The Captain’s Collection

30 Jan 2012 in Dance & Drama, Showcase

Brunton Theatre, Musselburgh, 27 January 2012

YOU probably heard the fuss kicked up by fans of the Smiths in the run-up to Christmas.

THEY were outraged with department store John Lewis for using one of the indie band’s finest songs, ‘Please, Please, Let Me Get What I Want’, as the soundtrack to an advert. What greater insult than using a song of heartbreaking yearning as a way to get people to buy things?

The Captain's Collection (photo Andrew Wilson)

The Captain's Collection (photo Andrew Wilson)

If Smiths fans were up in arms, just think how Jacobite sympathisers must have felt about Captain Simon Fraser. The early-19th century soldier and musicologist thought he was doing the world a service by anthologising the great Scottish folk music from the period 1715–45. Given how many of those tunes are played in ceilidhs to this day, you can see he had a point.

Rather more problematic, however, was the way he treated these songs. Eager to make his fortune, he was determined to keep in with the pro-Union Scottish establishment of his day, a class whose romanticisation of the Highlands did not extend to a tolerance of rebel songs. If ever he came across a politically sensitive lyric, he stripped the piece back to its melody alone.

“It is not my business to publish such sentiments,” he says in Hamish MacDonald’s play. “I seek to improve not to debase.”

It means there’s a fierce dramatic idea at the heart of The Captain’s Collection, the play that launched the Inverness-based Dogstar Theatre Company in 1999 and is now being revived by the same team for a Highlands and Islands tour in May. The story of a man who has two songs, “one in his heart and one in his mouth,” has rich potential to explore the schism inside that man and the struggle of a nation to be at one with itself.

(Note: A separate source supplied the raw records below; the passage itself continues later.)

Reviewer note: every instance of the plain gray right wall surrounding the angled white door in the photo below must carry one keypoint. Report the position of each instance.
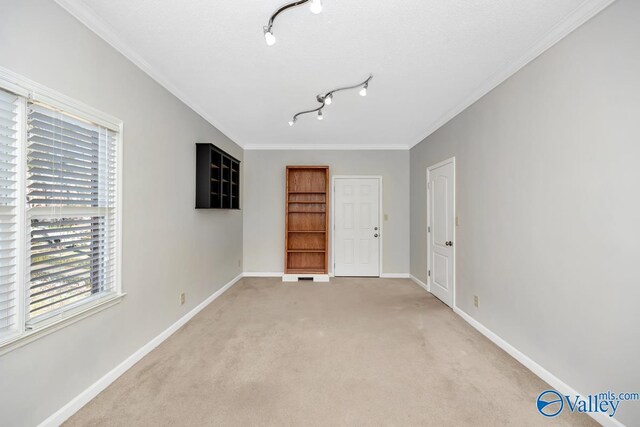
(547, 196)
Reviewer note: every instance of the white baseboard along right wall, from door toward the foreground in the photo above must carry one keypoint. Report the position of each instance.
(534, 367)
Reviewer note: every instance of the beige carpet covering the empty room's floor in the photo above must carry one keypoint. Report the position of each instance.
(352, 352)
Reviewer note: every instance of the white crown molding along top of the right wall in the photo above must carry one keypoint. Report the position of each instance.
(587, 10)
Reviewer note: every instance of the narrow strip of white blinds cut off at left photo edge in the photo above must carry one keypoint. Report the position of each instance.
(8, 214)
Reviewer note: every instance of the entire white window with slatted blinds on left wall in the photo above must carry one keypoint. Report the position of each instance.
(59, 217)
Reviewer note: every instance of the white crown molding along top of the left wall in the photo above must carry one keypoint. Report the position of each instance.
(89, 19)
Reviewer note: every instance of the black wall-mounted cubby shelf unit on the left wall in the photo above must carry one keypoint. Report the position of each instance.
(217, 178)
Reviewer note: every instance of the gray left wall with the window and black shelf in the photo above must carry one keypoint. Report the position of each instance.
(168, 246)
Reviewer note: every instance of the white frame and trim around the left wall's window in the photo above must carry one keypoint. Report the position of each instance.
(29, 90)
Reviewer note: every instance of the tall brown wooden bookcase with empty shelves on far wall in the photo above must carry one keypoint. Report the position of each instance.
(307, 220)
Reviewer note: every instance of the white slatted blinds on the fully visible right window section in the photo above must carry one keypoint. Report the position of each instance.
(71, 195)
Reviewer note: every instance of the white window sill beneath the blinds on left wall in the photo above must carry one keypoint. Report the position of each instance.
(40, 331)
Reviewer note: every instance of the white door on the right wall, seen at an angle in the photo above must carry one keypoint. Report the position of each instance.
(441, 205)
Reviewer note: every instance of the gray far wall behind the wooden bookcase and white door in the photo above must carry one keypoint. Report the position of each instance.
(264, 201)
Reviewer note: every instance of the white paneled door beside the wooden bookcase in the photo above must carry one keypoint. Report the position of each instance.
(357, 227)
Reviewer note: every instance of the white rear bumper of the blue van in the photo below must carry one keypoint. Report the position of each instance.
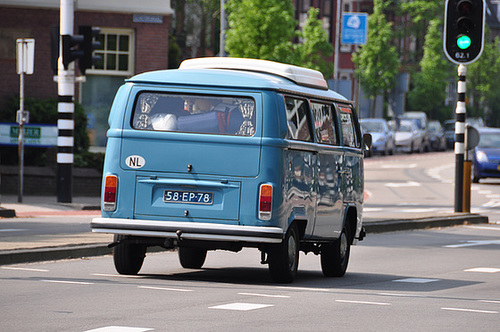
(188, 230)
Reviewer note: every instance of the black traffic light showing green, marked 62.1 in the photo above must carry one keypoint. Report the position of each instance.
(464, 30)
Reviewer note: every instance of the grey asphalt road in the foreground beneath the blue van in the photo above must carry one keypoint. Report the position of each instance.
(437, 279)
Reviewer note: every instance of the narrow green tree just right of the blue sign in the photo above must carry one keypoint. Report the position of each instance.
(377, 61)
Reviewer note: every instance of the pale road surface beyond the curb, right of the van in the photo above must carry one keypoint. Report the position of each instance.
(409, 185)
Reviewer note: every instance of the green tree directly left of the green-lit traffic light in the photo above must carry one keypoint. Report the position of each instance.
(430, 83)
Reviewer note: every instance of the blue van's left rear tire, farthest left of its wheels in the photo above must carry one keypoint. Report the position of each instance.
(128, 257)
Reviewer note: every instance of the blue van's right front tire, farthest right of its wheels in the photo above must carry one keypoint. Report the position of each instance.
(335, 256)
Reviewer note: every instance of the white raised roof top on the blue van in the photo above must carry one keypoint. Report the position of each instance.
(301, 76)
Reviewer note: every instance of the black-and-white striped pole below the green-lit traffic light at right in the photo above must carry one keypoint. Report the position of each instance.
(460, 139)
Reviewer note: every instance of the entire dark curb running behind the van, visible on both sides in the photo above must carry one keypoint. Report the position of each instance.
(90, 250)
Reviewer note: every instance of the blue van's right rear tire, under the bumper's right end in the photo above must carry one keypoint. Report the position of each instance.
(284, 257)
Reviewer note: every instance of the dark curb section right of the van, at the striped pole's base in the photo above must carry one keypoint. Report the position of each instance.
(382, 226)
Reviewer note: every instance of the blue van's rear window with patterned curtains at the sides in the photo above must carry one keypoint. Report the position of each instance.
(202, 114)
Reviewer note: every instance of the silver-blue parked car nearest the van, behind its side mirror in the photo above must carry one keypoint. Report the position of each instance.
(383, 138)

What’s odd is the way this idea drifts in and out of view in a script that’s more inclined to describe the conflict than have it played out before us.

More interesting is the play’s ceilidh-like structure. There are some odd juxtapositions (scenes written in the past tense running alongside others written in the present and others still, sounding like they’ve been copied straight from a history book), but in Alison Peebles’ fluid production, there is a lively eclecticism, as monologue gives way to ballad, storytelling, puppetry and dance.

It’s purposefully performed by Matthew Zajac as Fraser and Alyth McCormack as his various friends and adversaries, with Jonny Hardie on fiddle and Ingrid Henderson on keyboard and harp. The sweetness of the singing, the freshness of the playing and the inventiveness of the staging go a considerable way to compensating for a play that doesn’t give teeth to its own powerful conceit.